Personal life
- Born: Abdülbâkî Efendi August 7, 1765 Istanbul
- Died: February 23, 1821 (aged 55) Istanbul
- Parents: Şeyh Seyyid Ebûbekir Dede Efendi Kütâhiyyevî (father); Şerîfe Saîde Hanım (mother);
- Occupation: 15th Postnişin of the Yenikapı Mevlevî Lodge; composer, musicologist, poet, and translator

Religious life
- Religion: Islam
- Order: Mevlevi Order
- Sect: Sufism

Muslim leader
- Predecessor: Şeyh Seyyid Ali Nutkî Dede Efendi
- Successor: Şeyh Seyyid Receb Hüseyin Hüsnî Dede

= Abdulbaki Nasir Dede =

Turkish composer

Abdülbâkî Nâsır Dede was a composer from the Ottoman Empire. At the request of Selim III, Abdülbâkî authored the treatise Tedkîk-u Tahkîk (تدقيق و تحقيق; “Examination and Verification”), in which he outlined the distinguishing characteristics of 136 makams and 21 usuls, and transcribed and published the compositions of the sultan. Among Abdülbâkî Dede’s most notable works are his ayins in the Acembuselik, Isfahân, and Şevkitarap makams, as well as his translations of Menâḳıbü’l-ʿârifîn and Şerh-i Şâhidî. In another work, titled Tahrîrîye, he described the musical notation system he personally invented.

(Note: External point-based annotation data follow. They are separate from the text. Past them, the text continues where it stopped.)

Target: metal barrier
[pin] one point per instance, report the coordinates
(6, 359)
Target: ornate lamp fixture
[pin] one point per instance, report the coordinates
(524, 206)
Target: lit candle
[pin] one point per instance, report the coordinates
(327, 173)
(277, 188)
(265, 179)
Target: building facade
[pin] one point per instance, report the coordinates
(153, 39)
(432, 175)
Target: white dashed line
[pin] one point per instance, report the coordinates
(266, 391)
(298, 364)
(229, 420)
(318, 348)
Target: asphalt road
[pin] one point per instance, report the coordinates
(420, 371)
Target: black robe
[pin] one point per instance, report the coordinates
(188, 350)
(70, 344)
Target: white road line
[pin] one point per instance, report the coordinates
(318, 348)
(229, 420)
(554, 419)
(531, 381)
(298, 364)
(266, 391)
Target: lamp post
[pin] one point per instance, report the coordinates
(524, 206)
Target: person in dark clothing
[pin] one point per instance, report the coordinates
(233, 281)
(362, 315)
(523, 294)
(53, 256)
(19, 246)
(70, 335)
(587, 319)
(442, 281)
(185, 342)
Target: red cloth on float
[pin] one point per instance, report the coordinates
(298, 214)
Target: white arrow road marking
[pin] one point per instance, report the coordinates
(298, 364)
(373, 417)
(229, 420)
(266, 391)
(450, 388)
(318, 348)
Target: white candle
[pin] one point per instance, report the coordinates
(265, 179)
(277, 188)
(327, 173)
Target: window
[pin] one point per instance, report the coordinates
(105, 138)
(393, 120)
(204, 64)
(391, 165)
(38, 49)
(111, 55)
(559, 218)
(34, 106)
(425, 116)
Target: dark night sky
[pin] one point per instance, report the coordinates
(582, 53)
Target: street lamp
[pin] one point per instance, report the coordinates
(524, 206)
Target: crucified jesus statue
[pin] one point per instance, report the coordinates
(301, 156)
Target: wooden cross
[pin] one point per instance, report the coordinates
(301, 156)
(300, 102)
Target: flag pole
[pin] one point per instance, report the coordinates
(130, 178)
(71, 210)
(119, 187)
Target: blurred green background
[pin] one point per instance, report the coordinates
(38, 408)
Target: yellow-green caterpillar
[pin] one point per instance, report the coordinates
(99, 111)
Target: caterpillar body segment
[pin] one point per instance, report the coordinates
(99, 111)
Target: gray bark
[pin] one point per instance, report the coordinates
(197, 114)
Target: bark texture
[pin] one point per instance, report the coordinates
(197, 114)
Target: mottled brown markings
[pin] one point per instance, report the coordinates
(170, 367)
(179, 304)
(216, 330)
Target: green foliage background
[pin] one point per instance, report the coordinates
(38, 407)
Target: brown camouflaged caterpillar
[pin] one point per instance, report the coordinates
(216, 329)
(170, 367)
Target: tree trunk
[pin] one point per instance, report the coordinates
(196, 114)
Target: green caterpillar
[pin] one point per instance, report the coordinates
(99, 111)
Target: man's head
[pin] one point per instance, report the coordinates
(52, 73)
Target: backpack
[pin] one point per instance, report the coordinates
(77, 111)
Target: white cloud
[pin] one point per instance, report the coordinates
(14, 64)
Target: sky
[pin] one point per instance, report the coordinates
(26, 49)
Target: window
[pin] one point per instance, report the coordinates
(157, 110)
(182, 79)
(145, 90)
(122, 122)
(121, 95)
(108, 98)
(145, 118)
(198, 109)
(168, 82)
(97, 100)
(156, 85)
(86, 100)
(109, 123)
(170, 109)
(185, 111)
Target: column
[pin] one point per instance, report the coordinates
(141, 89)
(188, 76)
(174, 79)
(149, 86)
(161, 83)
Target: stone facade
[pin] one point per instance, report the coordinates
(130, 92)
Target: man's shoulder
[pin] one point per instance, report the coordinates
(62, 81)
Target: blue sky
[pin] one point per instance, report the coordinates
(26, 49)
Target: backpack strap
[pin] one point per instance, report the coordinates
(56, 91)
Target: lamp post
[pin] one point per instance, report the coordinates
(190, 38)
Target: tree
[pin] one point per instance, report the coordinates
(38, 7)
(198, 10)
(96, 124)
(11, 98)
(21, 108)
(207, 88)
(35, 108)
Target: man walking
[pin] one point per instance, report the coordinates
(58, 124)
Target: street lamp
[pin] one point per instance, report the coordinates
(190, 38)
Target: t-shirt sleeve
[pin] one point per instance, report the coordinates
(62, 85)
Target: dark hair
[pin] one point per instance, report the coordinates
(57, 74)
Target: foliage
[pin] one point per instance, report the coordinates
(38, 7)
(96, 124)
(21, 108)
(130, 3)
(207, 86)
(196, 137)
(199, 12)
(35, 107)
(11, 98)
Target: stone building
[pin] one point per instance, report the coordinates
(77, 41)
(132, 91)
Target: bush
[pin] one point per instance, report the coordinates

He also created seven new makams: Dil-âvîz, Dil-dâr, Gül-ruh, Hisar-Kürdî, Rûh-efzâ, Nâz, and Niyâz, and devised a major usul consisting of twenty-two beats, which he named Şîrin.

He died in 1821 and was buried next to the Mevlevî Lodge at Yenikapı (Yenikapı Mevlevîhanesi), where he had served as both the Sheikh and the ser-nâyî (neyzenbaşı, chief of the ney performers).